Arctic Winter Games athletes took a break from competition to enjoy the blanket toss
FAIRBANKS – Athletes at the Arctic Winter Games in Fairbanks put competition aside Wednesday night to have a little fun.
They celebrated the midway point of the games with the blanket toss.
“Three, two one, pull!” shouted head official Sanford Strange.
“It’s where you have a celebration when there’s a successful hunt. They’ll put ladies on the blanket and toss them up and pass out gifts to the crowd around the blanket,” Strange explained. “It can also be used for a spotting tool to be able to see the whales out in the ocean and spot them as they’re getting ready to go hunting.”
The blanket used Wednesday is more than 50 years old and made from walrus hides originally used to cover hunting kayaks.
The weathered brown leather has been patch-worked together after decades of use.
“It’s great to be able to share that rich culture that isn’t directly related to the Fairbanks area,” Strange said. “As you know, Alaska is so rich in so many different cultures, it’s nice to be able to share — as all the contingents do — all the cultures and how rich the history is in all the area.”
Many of the athletes have done it before. Some even compete at the World Eskimo-Indian Olympics.

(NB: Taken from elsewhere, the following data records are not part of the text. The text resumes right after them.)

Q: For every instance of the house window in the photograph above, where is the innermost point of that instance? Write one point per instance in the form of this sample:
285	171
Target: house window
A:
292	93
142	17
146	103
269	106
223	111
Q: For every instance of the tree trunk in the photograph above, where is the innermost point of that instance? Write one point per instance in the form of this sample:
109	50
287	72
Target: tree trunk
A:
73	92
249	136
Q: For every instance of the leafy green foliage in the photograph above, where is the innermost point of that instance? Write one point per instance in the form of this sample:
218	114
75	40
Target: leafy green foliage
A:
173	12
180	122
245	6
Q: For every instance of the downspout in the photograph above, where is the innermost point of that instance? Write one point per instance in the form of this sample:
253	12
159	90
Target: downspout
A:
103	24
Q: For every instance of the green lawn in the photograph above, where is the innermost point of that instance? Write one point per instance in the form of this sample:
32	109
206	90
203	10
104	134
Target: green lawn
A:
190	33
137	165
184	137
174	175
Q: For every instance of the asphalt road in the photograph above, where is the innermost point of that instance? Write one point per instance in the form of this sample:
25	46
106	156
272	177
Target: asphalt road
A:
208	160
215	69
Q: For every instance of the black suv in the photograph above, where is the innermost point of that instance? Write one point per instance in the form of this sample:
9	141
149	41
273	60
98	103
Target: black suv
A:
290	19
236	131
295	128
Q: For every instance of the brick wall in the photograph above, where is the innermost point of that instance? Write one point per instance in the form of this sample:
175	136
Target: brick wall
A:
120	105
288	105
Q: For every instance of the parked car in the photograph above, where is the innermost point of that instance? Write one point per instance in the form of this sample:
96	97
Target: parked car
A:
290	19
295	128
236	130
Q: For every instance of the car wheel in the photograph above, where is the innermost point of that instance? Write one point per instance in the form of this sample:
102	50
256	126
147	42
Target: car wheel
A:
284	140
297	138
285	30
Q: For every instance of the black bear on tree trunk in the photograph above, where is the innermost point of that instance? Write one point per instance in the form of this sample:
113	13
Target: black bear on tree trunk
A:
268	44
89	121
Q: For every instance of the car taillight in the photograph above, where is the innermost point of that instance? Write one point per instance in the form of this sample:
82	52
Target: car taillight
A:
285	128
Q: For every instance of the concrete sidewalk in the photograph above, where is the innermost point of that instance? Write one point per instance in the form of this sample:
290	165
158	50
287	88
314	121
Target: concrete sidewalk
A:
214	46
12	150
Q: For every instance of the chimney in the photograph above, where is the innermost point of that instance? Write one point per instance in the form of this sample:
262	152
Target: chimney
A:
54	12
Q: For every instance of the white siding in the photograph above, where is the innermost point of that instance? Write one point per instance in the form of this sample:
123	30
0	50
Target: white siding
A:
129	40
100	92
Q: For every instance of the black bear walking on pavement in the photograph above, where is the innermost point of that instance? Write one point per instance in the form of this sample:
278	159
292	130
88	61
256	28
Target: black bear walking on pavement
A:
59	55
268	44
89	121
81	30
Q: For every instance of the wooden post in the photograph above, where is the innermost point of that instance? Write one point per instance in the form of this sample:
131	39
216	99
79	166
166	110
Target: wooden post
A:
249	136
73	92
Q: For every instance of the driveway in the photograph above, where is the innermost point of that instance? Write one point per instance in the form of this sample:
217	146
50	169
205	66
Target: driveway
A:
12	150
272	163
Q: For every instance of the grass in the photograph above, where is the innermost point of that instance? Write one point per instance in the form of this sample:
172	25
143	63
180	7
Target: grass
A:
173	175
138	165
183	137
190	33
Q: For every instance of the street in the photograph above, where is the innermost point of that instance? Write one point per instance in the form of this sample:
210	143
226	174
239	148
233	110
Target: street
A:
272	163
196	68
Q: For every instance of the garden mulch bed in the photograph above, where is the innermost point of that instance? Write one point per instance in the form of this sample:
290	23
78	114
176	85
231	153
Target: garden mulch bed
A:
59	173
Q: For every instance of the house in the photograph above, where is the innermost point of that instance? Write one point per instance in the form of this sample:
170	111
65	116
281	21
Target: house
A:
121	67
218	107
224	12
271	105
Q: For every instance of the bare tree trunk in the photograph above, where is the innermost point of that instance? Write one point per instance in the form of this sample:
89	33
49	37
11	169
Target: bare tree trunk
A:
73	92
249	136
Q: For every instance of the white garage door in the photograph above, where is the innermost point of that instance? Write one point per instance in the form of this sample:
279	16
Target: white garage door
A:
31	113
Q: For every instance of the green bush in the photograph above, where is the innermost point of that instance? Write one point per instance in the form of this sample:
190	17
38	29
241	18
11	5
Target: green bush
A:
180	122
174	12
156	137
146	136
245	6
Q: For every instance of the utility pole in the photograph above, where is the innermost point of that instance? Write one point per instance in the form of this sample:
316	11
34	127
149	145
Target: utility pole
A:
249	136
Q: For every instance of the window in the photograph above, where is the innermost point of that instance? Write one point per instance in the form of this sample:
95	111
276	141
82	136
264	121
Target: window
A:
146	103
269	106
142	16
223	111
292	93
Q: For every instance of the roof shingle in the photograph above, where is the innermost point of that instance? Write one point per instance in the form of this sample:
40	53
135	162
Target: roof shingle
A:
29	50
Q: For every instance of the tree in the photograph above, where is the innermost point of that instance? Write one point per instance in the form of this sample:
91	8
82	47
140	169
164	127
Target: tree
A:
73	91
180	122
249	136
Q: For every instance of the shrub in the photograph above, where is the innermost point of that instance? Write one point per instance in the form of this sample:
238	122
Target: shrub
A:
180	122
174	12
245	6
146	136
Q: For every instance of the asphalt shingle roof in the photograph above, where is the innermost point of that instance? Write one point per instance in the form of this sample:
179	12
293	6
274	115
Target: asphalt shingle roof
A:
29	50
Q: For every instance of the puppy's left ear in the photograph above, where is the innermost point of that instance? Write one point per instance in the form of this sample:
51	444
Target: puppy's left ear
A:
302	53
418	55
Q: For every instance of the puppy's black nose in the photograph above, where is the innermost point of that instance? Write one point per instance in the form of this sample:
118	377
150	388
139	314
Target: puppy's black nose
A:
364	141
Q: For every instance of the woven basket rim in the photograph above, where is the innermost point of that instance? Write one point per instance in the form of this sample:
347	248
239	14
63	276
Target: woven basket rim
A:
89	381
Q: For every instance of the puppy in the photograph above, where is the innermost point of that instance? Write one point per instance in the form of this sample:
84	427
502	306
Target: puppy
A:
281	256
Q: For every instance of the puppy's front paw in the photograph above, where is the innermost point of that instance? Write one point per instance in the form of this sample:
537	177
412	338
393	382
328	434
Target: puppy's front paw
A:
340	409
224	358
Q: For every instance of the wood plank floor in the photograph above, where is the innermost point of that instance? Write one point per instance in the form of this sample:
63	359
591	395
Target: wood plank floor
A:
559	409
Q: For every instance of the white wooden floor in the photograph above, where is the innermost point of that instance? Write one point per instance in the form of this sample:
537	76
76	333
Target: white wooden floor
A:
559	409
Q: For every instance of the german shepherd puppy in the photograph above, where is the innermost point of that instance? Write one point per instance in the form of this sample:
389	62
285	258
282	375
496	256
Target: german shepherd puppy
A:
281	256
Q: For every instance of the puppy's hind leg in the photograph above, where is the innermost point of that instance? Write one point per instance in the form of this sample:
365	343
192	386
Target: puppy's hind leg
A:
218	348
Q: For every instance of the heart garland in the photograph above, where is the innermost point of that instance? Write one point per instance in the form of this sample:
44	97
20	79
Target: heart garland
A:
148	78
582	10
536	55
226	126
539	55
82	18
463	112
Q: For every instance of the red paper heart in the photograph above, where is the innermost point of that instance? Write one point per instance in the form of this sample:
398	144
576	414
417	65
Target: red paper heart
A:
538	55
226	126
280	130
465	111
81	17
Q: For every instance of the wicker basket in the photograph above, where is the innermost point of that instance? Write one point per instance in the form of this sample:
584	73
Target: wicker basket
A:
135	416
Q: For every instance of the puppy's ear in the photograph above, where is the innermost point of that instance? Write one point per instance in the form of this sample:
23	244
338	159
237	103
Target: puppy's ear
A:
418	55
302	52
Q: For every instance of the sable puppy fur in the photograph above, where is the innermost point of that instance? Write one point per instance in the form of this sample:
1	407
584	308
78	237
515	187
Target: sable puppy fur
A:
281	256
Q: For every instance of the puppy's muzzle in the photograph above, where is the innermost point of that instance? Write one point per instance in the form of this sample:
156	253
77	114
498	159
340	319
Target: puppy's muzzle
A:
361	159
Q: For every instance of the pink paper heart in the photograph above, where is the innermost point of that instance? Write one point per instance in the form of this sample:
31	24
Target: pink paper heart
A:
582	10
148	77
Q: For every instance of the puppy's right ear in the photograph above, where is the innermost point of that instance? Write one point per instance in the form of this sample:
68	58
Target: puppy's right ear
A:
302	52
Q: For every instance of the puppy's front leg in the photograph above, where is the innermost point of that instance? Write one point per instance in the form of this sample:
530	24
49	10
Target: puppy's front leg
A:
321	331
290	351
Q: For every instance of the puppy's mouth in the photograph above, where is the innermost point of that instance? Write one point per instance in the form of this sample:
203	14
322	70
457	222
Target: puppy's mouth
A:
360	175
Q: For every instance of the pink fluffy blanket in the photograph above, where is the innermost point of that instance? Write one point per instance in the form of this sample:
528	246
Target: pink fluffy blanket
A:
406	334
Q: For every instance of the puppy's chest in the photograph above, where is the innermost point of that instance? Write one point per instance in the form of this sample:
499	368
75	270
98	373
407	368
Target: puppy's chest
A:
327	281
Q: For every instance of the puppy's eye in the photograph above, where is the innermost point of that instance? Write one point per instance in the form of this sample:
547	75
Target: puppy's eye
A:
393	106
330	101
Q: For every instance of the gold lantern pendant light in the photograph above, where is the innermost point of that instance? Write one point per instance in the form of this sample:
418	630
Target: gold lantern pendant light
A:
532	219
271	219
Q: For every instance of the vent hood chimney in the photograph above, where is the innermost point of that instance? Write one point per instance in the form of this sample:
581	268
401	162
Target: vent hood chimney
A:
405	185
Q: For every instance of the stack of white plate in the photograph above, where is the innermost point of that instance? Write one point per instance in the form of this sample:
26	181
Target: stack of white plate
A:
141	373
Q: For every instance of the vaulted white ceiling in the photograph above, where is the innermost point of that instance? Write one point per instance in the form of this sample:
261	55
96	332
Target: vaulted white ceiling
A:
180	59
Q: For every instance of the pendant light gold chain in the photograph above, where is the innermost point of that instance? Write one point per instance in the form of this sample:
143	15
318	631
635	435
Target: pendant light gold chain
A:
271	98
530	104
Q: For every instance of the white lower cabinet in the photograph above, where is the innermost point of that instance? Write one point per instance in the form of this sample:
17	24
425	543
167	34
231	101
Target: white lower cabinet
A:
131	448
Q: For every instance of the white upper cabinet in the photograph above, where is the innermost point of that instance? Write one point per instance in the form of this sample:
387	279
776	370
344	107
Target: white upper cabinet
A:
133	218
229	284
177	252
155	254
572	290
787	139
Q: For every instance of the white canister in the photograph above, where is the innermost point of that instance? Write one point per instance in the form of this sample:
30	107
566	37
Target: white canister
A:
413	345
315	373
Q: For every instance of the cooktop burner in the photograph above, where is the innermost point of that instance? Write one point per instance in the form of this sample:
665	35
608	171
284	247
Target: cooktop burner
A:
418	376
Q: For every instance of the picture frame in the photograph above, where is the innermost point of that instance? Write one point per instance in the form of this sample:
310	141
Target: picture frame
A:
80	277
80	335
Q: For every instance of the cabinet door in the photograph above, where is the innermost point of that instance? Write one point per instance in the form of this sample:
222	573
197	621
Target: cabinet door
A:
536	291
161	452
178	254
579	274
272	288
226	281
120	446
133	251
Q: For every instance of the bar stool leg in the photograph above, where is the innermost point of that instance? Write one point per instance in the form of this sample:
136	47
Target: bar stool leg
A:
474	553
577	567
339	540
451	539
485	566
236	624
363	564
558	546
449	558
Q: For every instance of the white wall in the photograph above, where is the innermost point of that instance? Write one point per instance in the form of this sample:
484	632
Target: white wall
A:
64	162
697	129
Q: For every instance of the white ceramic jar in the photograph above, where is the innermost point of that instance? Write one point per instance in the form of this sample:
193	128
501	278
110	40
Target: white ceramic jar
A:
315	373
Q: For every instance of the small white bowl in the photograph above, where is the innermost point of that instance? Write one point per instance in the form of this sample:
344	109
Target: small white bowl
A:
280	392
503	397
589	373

Even pulling takes a lot of teamwork: Participants work to make sure the person getting tossed doesn’t fly off the blanket.
About 40 people stand around the edge of the blanket holding it by rope handles. They rhythmically pull in and out until it’s time to give one big final pull and send the person airborne.
“It’s always great when you have new people that have never been on it,” Strange said. “As you get ready to go you throw them up in the air and they give a little scream or a little ‘whoa’ and it’s such a neat, new experience when you see those new people on it.”